Un suggestivo film documentario drammatico, ricco di imponenti riprese aeree che rappresentano una gioia per gli occhi per tutti gli appassionati di vitivinicoltura. E cultura. Questa la sinossi: dopo la morte prematura di un enologo emergente, sua sorella interviene per cercare di salvare la neonata azienda vinicola e metterla in sicurezza per il figlio di lui, di appena otto anni. American Wine Story fonde la storia dell’enologo con altre storie, ricche di suspense e inventiva, della neonata storia vitivinicola americana, interpellando enologi luminari e neofiti, figli anch’essi del cosiddetto sogno americano.

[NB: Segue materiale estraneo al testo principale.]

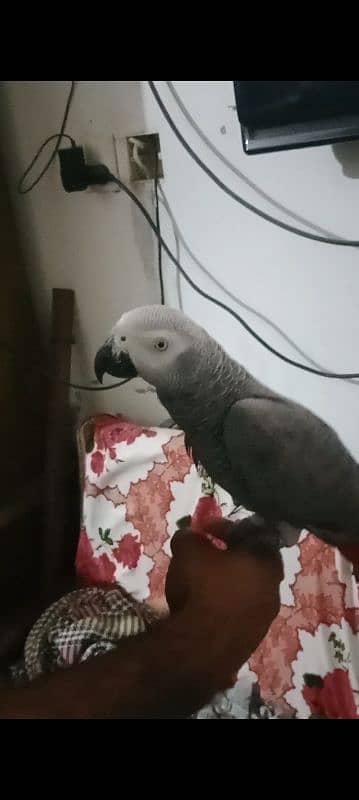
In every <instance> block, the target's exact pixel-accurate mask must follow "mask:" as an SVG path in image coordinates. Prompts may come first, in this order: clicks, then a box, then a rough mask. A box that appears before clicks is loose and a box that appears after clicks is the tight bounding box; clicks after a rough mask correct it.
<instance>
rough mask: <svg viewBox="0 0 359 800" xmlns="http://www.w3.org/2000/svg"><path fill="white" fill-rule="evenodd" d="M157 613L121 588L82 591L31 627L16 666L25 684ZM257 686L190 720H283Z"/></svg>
mask: <svg viewBox="0 0 359 800" xmlns="http://www.w3.org/2000/svg"><path fill="white" fill-rule="evenodd" d="M157 618H158V617H157V616H156V615H155V614H154V613H153V612H152V611H151V609H149V608H148V606H146V605H145V604H142V603H138V602H136V601H135V600H133V598H131V597H129V596H128V595H127V594H126V593H125V592H124V591H123V589H121V588H120V587H119V586H109V587H107V588H106V587H103V588H101V587H95V586H93V587H91V588H86V589H78V590H76V591H74V592H70V593H69V594H67V595H65V596H64V597H62V598H61V599H60V600H58V601H56V602H55V603H53V605H51V606H50V607H49V608H48V609H47V610H46V611H44V613H43V614H42V615H41V617H40V618H39V619H38V621H37V622H36V623H35V625H34V626H33V628H32V629H31V631H30V633H29V635H28V637H27V639H26V642H25V648H24V656H23V658H22V660H21V661H20V662H19V663H18V664H16V665H15V666H14V667H13V668H12V670H11V677H12V680H13V681H14V683H15V684H16V685H17V686H19V685H24V684H27V683H29V682H30V681H32V680H34V679H35V678H38V677H40V676H41V675H44V674H46V673H49V672H53V671H54V670H56V669H59V668H66V667H70V666H71V665H72V664H75V663H78V662H82V661H86V660H87V659H88V658H94V657H95V656H98V655H100V654H102V653H107V652H109V651H110V650H114V649H115V648H116V647H117V645H118V643H119V642H120V641H121V639H123V638H126V637H127V636H136V635H137V634H138V633H141V632H144V631H146V630H148V628H149V627H150V626H151V625H152V624H153V622H154V621H155V619H157ZM280 718H281V717H280V716H278V715H277V714H276V713H275V710H274V709H271V708H270V707H269V706H268V705H267V704H266V703H264V702H263V700H262V699H261V697H260V693H259V687H258V685H257V684H255V685H251V683H249V684H248V685H247V684H246V682H243V681H241V682H239V683H238V684H236V686H235V687H234V688H233V689H231V690H230V691H229V692H226V693H224V694H220V695H218V696H216V697H215V698H214V699H213V701H212V703H210V704H209V705H208V706H206V707H205V708H203V709H201V710H200V711H199V712H197V713H196V714H194V715H193V716H192V717H191V719H280Z"/></svg>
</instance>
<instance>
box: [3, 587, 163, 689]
mask: <svg viewBox="0 0 359 800" xmlns="http://www.w3.org/2000/svg"><path fill="white" fill-rule="evenodd" d="M154 619H155V616H154V614H153V613H152V612H151V611H150V609H148V608H147V607H146V606H145V605H143V604H141V603H137V602H136V601H135V600H133V599H132V598H131V597H129V596H128V595H127V594H126V593H125V592H124V591H123V590H122V589H120V587H117V586H116V587H108V588H106V587H104V588H100V587H90V588H86V589H78V590H76V591H74V592H70V593H69V594H67V595H65V596H64V597H62V598H61V599H60V600H57V601H56V602H55V603H53V605H51V606H50V607H49V608H48V609H46V611H44V613H43V614H42V615H41V617H40V618H39V619H38V620H37V622H36V623H35V625H34V626H33V628H32V629H31V631H30V633H29V635H28V637H27V639H26V642H25V648H24V656H23V659H22V660H21V662H20V663H19V664H17V665H16V666H15V667H14V668H13V669H12V677H13V679H14V681H15V682H16V683H24V682H25V683H26V682H28V681H32V680H34V679H35V678H37V677H39V676H40V675H44V674H45V673H48V672H53V671H54V670H55V669H58V668H64V667H70V666H71V665H72V664H74V663H78V662H81V661H86V660H87V659H88V658H92V657H94V656H97V655H100V654H101V653H107V652H109V651H110V650H114V649H115V647H116V646H117V645H118V643H119V641H120V640H121V639H123V638H124V637H127V636H136V635H137V634H138V633H141V632H143V631H145V630H147V628H148V627H149V625H151V623H152V622H153V621H154Z"/></svg>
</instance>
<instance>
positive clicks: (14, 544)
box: [0, 289, 80, 667]
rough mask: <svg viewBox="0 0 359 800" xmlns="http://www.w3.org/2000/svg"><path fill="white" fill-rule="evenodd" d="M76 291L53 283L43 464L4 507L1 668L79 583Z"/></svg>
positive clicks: (78, 510) (44, 433) (3, 509)
mask: <svg viewBox="0 0 359 800" xmlns="http://www.w3.org/2000/svg"><path fill="white" fill-rule="evenodd" d="M73 318H74V293H73V292H72V291H71V290H66V289H54V290H53V299H52V335H51V347H50V358H49V359H48V363H49V364H50V365H51V367H50V371H49V375H50V378H49V380H48V381H47V383H46V385H47V399H48V407H47V416H46V419H44V436H43V437H42V443H43V453H42V459H41V461H42V464H43V469H41V470H40V471H37V472H35V474H33V475H29V477H28V480H27V481H26V482H25V483H24V485H23V486H21V487H20V488H19V489H18V490H17V493H16V494H15V495H14V496H13V498H12V502H11V503H10V504H8V505H5V506H3V507H2V509H1V510H0V536H1V562H0V602H1V613H0V667H3V666H4V665H6V664H7V663H8V662H9V661H11V660H12V659H13V658H14V657H15V656H16V654H17V653H18V652H19V650H20V649H21V646H22V643H23V641H24V638H25V636H26V633H27V631H28V630H29V628H30V626H31V625H32V623H33V621H34V620H35V618H36V617H37V616H38V614H39V613H41V611H42V610H43V609H44V608H45V607H46V606H47V605H48V604H49V603H50V602H52V601H53V600H55V599H56V598H57V597H59V596H60V595H61V594H62V593H63V592H64V591H66V590H68V589H69V588H72V587H73V586H74V585H75V567H74V564H75V554H76V545H77V541H78V535H79V530H80V491H79V478H78V474H79V472H78V455H77V448H76V430H75V420H74V415H73V413H72V411H71V407H70V403H69V387H68V383H69V381H70V373H71V348H72V341H73V340H72V330H73Z"/></svg>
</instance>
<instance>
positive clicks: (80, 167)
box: [59, 145, 112, 192]
mask: <svg viewBox="0 0 359 800" xmlns="http://www.w3.org/2000/svg"><path fill="white" fill-rule="evenodd" d="M59 159H60V172H61V180H62V185H63V187H64V189H65V192H83V191H84V190H85V189H88V188H89V186H96V185H101V186H104V185H105V184H106V183H110V181H111V180H112V176H111V173H110V170H109V169H108V167H106V166H105V165H104V164H86V161H85V155H84V151H83V147H77V146H76V145H74V146H73V147H66V148H64V149H63V150H59Z"/></svg>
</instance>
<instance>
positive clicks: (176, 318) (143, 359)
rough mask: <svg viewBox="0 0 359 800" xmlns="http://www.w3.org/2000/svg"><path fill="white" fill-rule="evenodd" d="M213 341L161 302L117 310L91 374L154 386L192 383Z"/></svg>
mask: <svg viewBox="0 0 359 800" xmlns="http://www.w3.org/2000/svg"><path fill="white" fill-rule="evenodd" d="M216 350H219V345H218V344H217V343H216V342H215V341H214V340H213V339H211V337H210V336H209V334H208V333H206V331H204V330H203V329H202V328H200V326H199V325H196V324H195V323H194V322H193V321H192V320H190V319H189V318H188V317H187V316H186V315H185V314H183V313H182V312H181V311H178V310H177V309H172V308H169V307H167V306H159V305H152V306H142V307H140V308H135V309H133V310H132V311H128V312H127V313H125V314H123V315H122V317H121V318H120V319H119V320H118V322H117V323H116V324H115V326H114V328H113V330H112V333H111V335H110V337H109V338H108V339H107V341H106V342H105V344H104V345H103V346H102V347H101V348H100V349H99V350H98V352H97V354H96V357H95V373H96V377H97V379H98V380H99V381H101V382H102V379H103V376H104V374H105V373H108V374H109V375H113V376H115V377H117V378H134V377H136V376H139V377H140V378H143V379H144V380H145V381H147V382H148V383H150V384H152V386H155V388H156V389H160V388H166V386H167V385H169V384H173V385H175V384H176V383H178V382H179V376H181V383H182V385H183V381H185V377H186V374H188V373H189V375H188V377H189V378H190V380H191V381H193V376H194V371H195V373H196V375H197V376H198V373H200V371H201V369H203V372H204V373H205V371H206V370H208V365H209V359H210V355H211V352H212V351H213V352H215V351H216Z"/></svg>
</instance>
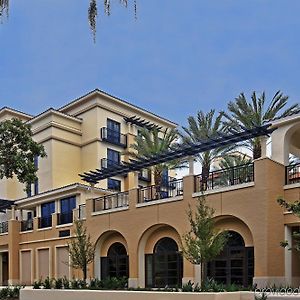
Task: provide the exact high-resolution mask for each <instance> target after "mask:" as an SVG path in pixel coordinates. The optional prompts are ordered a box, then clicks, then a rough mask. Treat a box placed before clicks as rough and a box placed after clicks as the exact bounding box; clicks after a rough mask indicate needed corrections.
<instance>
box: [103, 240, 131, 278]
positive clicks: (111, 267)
mask: <svg viewBox="0 0 300 300" xmlns="http://www.w3.org/2000/svg"><path fill="white" fill-rule="evenodd" d="M128 275H129V267H128V255H127V251H126V248H125V246H124V245H123V244H122V243H119V242H116V243H113V244H112V245H111V246H110V247H109V249H108V251H107V256H105V257H101V278H102V279H105V278H112V277H118V278H120V277H127V278H128Z"/></svg>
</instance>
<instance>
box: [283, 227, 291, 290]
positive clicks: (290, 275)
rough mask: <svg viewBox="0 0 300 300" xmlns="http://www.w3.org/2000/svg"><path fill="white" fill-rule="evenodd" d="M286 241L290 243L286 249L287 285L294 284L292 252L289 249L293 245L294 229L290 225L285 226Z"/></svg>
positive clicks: (286, 282)
mask: <svg viewBox="0 0 300 300" xmlns="http://www.w3.org/2000/svg"><path fill="white" fill-rule="evenodd" d="M284 239H285V241H287V242H288V243H289V246H288V247H285V249H284V276H285V281H286V284H287V285H291V284H292V251H291V250H289V247H290V246H291V245H292V228H291V227H289V226H288V225H285V226H284Z"/></svg>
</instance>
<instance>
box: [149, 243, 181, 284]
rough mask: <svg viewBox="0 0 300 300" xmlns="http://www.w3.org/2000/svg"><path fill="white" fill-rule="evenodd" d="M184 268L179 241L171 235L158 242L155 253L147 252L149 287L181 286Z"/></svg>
mask: <svg viewBox="0 0 300 300" xmlns="http://www.w3.org/2000/svg"><path fill="white" fill-rule="evenodd" d="M182 270H183V261H182V255H181V253H179V251H178V245H177V243H176V242H175V241H174V240H173V239H171V238H169V237H165V238H162V239H160V240H159V241H158V242H157V243H156V245H155V246H154V249H153V254H146V285H147V287H165V286H170V287H172V286H173V287H175V286H181V284H182V274H183V273H182Z"/></svg>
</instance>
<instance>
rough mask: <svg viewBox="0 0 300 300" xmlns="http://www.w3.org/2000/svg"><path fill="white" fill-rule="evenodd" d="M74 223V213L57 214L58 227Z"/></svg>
mask: <svg viewBox="0 0 300 300" xmlns="http://www.w3.org/2000/svg"><path fill="white" fill-rule="evenodd" d="M70 223H73V211H68V212H64V213H59V214H57V225H63V224H70Z"/></svg>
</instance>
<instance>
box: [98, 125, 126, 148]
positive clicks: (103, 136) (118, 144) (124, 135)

Un piccolo documentario educativo sul vino, troppo spesso narrato con un approccio così tecnico o così ieratico da avere effetti a dir poco respingenti sul neofita. A ospitarlo nientemeno che John Cleese, già membro dei Monty Python, che inanella tutto il sapere necessario per aiutare i non iniziati alla comprensione e al piacere del vino, con consigli pratici che vanno da come codificare i propri gusti a come conservare, servire e disquisire di vino, con regole prammatiche di lessico, percezione e interazione col sommelier.
Tutto incomincia da una finzione; una realtà distopica in cui il noto esperto Charlie Arturaola, tra i migliori sommelier al mondo, vincitore nel 2012 dell’International Wine and Spirits Competition Communicator of the Year, improvvisamente perde naso e palato. Per recuperarlo, comincia un viaggio tra vigneti che diventa un’occasione di conoscenza, in primo luogo di se stesso. Nel film, Arturaola regala al pubblico momenti comici, riflessioni e introspezioni, e il vario repertorio di situazioni lo vede all’opera nei meravigliosi vigneti di Mendoza, rincontrare le anime di parenti morti, essere psicanalizzato dalla produttrice di vini Patricia Ortiz di Bodega Tapiz, parlare via Skype con la moglie fino al toccante incontro con la famiglia in Uruguay, che aveva lasciato giovanissimo, quando tutti lo chiamavano ancora Carlos. Tra documentario e finzione il film racconta le origini del vino e la sua essenza, nella sua assenza.